At the risk of alarming Blogger's gate keepers, I thought I'd be dead when I reached this point in my personal fortunes, and, amazingly, I am not; not yet, but I am driving on a trick wire. One thing goes awry, like my old micro bake oven kicking in, and I've had it. I cannot rely on my relatives supporting me with checks forever. In tandem with this, my freelance pitches have foundered. I am working, but I cannot think of new markets, have trouble comprehending how Burry bet against credit default swaps and made money for his sometimes irascible investors. I even went so far as to trouble Timothy Taylor to explain this in a post, and the plodding economist finally ignored my email, perhaps not knowing how to explain bear markets. Buy low, sell high. My financial acumen goes that far, but I will be damned if I can grasp how failing subprime mortgage loans made a very few very wealthy, nearly killing me without trying-- not that Michael Lewis doesn't have command of his subject in The Big Short. I just do not see how bankruptcy for indigent failures like me drives investment. Independent press authors wrote openly about living off accumulating debt in the Small Press Review when Len Fulton still printed his tabloid monthly. I lived off my Discover Card awhile in 1996, but sank so far under I am afraid of applying for credit again, and certainly can't claim commissions. To boot, I'm out of nicotine, and will have trouble handling the pathological rage seeping into Riverside's infrastructure. Getting past the month of January is going to be a tickle, and not of the salmon pink variety, and yet, despite this, I'm unwilling to implement my suicide. Not just yet. Maybe I hit on something and a merciful editor gives me a small advance toward a kill fee, though it would have to be a fast transfer.

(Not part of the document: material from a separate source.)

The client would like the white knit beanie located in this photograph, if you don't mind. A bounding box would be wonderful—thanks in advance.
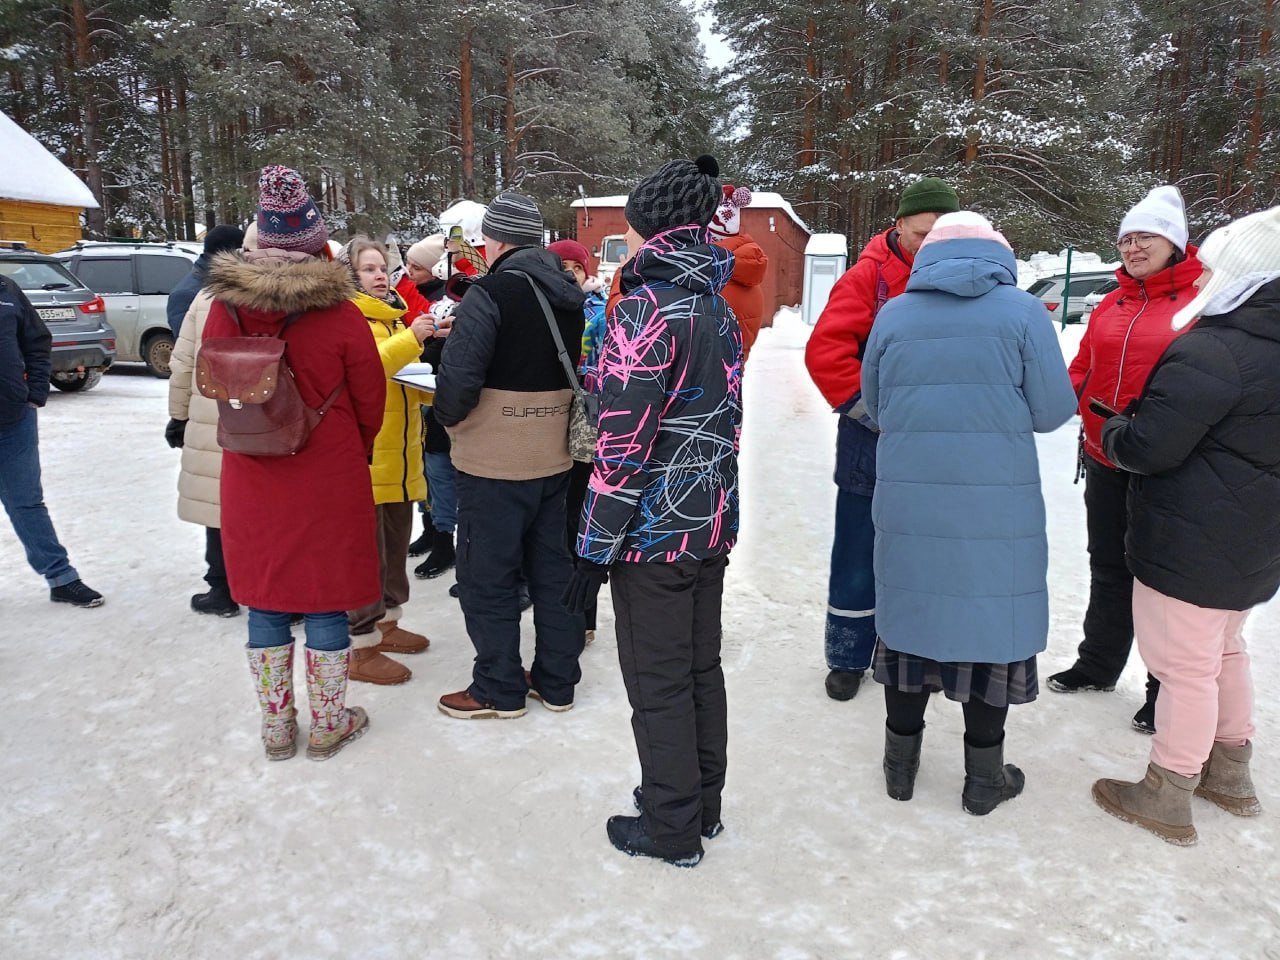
[1117,185,1189,253]
[406,234,446,271]
[1171,205,1280,330]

Entertaining the notion of seeping into places has always entranced me, in terms of its literary motifs, which is why a loosely joined interlocking episode film like the 1995 Four Rooms merits the attention of piss water. The film may have been based on Roald Dahl's unsparing success entertaining children darkly, but the dowager saw it as an overlay of suburban spoofs like Bewitched and The Addams family, and those series too, benign as they were, stitched over the questions we asked in our nuclear households, "Is this all?"

Whether one rooted for Elizabeth Montgomery or preferred Lee Remick, the comedy actress did not have Remick's range, which was good enough to support Richard Burton.

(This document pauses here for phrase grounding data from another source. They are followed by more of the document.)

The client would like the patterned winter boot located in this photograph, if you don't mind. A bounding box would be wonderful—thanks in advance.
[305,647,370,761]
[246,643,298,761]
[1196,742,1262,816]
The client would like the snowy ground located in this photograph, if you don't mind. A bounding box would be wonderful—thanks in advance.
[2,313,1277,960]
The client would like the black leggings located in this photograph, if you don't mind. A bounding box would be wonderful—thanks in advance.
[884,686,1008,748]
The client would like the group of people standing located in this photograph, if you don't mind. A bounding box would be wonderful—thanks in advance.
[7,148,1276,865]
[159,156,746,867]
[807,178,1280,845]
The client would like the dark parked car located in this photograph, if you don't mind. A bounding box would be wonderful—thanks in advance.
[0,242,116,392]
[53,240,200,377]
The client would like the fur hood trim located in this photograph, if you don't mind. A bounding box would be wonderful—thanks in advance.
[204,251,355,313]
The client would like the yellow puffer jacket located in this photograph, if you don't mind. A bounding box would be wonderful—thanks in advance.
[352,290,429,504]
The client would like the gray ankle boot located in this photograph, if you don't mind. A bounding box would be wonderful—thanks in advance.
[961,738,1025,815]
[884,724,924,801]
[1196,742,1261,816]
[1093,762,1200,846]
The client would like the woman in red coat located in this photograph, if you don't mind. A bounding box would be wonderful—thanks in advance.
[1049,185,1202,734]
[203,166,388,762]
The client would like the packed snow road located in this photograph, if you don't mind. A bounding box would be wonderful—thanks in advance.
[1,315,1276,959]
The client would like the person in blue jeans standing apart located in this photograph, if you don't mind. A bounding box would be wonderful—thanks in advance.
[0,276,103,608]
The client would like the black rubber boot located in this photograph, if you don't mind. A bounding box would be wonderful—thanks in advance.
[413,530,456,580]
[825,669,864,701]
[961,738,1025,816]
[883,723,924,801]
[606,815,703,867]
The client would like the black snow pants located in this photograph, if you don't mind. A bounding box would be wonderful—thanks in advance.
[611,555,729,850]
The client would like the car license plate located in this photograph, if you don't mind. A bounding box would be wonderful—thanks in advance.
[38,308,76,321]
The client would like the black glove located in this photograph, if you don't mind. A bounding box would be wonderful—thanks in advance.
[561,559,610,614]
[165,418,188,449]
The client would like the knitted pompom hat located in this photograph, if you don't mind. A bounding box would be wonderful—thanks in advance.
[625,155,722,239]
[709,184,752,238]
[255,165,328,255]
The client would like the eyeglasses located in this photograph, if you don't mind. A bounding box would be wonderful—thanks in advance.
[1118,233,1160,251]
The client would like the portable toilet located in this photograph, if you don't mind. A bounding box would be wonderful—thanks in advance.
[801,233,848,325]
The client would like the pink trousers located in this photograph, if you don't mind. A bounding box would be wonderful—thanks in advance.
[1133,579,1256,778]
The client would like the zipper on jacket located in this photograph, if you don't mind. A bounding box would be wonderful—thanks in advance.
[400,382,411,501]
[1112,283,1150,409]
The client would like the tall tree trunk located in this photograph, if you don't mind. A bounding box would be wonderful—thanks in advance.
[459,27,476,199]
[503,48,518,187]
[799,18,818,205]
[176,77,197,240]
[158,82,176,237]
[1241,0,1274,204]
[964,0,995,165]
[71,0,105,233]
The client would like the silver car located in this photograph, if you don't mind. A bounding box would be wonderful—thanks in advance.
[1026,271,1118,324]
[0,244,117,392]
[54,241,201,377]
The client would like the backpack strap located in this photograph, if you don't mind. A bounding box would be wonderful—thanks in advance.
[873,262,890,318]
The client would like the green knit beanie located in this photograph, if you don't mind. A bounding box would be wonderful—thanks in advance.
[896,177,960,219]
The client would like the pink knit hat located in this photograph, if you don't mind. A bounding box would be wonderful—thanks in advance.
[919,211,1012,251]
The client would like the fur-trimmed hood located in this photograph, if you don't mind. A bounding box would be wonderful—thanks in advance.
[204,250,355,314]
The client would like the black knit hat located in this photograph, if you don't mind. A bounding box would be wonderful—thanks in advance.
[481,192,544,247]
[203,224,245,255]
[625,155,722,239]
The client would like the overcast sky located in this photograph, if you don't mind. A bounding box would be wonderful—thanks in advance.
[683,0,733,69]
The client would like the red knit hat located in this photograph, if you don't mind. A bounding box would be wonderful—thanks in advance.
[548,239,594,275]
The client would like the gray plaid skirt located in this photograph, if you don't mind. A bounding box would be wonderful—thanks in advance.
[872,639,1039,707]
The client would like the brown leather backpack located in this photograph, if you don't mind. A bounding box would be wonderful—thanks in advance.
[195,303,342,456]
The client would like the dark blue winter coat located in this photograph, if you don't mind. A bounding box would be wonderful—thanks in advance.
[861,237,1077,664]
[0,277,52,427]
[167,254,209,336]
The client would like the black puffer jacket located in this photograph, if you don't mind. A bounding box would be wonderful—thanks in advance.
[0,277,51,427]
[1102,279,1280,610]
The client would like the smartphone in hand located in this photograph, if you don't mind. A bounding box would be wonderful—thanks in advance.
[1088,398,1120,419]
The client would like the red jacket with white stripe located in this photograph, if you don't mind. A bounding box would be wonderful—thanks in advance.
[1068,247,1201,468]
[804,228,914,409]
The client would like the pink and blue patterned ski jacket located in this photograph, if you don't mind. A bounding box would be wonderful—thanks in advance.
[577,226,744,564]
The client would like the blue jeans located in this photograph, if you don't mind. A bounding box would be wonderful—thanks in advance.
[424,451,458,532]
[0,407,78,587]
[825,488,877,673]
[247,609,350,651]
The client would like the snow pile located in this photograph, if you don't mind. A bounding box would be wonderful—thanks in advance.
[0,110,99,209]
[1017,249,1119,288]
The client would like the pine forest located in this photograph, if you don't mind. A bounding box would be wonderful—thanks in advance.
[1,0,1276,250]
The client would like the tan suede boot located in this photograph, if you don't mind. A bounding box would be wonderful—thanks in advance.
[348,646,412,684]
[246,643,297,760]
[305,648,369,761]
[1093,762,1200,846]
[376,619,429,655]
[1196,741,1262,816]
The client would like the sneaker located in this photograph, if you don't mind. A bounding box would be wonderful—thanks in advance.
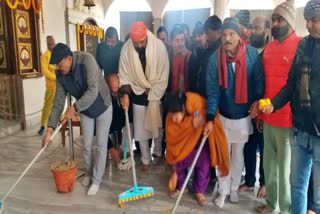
[38,126,45,136]
[195,193,208,206]
[230,191,239,203]
[214,194,226,208]
[87,184,99,196]
[239,183,254,192]
[205,179,217,194]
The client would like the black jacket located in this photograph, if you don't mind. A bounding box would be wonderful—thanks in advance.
[272,36,320,136]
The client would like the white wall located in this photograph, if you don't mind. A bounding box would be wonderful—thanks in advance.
[23,0,107,127]
[66,1,107,51]
[28,0,67,128]
[296,7,308,37]
[105,0,152,37]
[39,0,67,54]
[23,77,45,128]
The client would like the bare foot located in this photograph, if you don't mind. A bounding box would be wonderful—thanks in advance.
[238,183,254,192]
[257,186,266,198]
[169,188,188,198]
[256,205,271,214]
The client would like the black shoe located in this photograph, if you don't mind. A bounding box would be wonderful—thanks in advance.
[38,126,45,136]
[205,179,217,194]
[152,153,161,159]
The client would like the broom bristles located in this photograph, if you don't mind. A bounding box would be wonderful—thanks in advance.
[118,186,154,206]
[119,191,154,204]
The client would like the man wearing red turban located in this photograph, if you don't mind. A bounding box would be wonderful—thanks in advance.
[118,21,169,171]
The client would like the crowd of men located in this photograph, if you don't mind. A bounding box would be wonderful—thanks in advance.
[39,0,320,213]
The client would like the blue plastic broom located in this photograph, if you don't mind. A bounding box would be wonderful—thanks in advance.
[118,109,154,208]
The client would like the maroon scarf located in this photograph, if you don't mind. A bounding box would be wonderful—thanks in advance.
[171,50,192,93]
[218,39,248,104]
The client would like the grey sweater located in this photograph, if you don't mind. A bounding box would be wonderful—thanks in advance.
[48,51,111,129]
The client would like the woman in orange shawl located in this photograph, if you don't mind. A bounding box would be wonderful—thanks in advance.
[165,92,229,206]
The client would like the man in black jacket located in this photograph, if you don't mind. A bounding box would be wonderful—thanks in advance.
[261,1,320,213]
[189,15,222,97]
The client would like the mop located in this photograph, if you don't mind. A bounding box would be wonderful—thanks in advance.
[164,135,208,214]
[0,123,64,214]
[118,109,154,208]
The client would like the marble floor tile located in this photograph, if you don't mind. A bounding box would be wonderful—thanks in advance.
[0,124,265,214]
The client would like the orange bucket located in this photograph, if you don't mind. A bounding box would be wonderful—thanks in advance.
[50,160,77,193]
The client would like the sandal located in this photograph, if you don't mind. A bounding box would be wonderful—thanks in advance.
[239,183,254,192]
[195,193,208,206]
[169,188,188,198]
[168,170,177,192]
[256,205,272,214]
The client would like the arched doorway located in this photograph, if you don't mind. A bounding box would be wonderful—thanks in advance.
[105,0,153,41]
[81,18,100,58]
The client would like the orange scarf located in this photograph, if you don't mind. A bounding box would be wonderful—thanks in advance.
[165,92,229,176]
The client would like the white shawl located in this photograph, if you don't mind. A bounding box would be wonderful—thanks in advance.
[119,31,169,138]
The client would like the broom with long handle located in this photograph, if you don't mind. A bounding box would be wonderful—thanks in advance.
[0,123,64,213]
[170,135,208,214]
[118,109,154,208]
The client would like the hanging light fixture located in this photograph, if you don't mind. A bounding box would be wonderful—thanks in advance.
[83,0,96,10]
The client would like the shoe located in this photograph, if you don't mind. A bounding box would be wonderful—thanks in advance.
[38,126,45,136]
[230,191,239,203]
[195,193,208,206]
[307,210,316,214]
[81,175,91,187]
[240,175,245,183]
[214,194,226,208]
[257,186,266,199]
[238,183,254,192]
[169,188,189,198]
[205,179,216,194]
[152,153,161,159]
[134,148,141,155]
[87,184,99,196]
[256,205,271,214]
[152,153,163,165]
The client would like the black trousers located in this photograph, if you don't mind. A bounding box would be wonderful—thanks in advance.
[243,122,265,187]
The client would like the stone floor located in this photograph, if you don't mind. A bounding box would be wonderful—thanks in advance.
[0,123,266,214]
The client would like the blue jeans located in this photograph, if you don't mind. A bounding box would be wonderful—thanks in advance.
[290,128,320,214]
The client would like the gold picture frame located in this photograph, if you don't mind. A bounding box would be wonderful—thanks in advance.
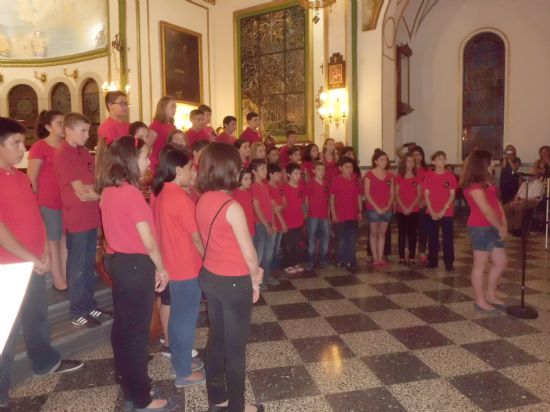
[328,52,345,90]
[160,21,203,105]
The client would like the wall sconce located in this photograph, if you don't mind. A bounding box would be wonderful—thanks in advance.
[63,68,79,80]
[111,33,123,54]
[317,87,348,128]
[34,71,47,83]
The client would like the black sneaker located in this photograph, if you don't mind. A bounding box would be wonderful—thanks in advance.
[53,360,84,374]
[89,308,113,319]
[161,346,171,358]
[72,314,101,328]
[445,265,455,272]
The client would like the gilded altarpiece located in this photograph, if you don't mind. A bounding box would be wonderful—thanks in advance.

In terms of sour mafia films, Johnny Cool inhabits its place with malingering urine odors, yet it is fascinating to watch Silva waltz his little rancid dance. Montgomery comes exceedingly close to doing something interesting at the intersection of good breeding horny for brutality. It is, in fact, one of her best studio roles. She almost saves the film, but not quite. Nomenclature fails us at certain points of comparison, and Tim Roth would go on to better success as the sinister epileptic in The Deceiver two years after Rooms falls flat, and yet cannot quite share the mantle for emulating Brit Pack menace in maturity as does Christopher Walken, who drew Richardson into a web of evil which subsumed her.

I was never in a place where I dreamed of an assassin's infamy, and do not mean to make light of the UK's concern over Colborne, but his arrest is reminiscent of an episode of Mister Ed. A horse is a horse of course, and the thought of taking pot shots at the Prince of Wales, as if succession actually changes things, is ludicrous, and yet, this is the age in which we live, isn't it? Time to check my mailbox, and humiliate myself trying to buy a box of cat food with quarters.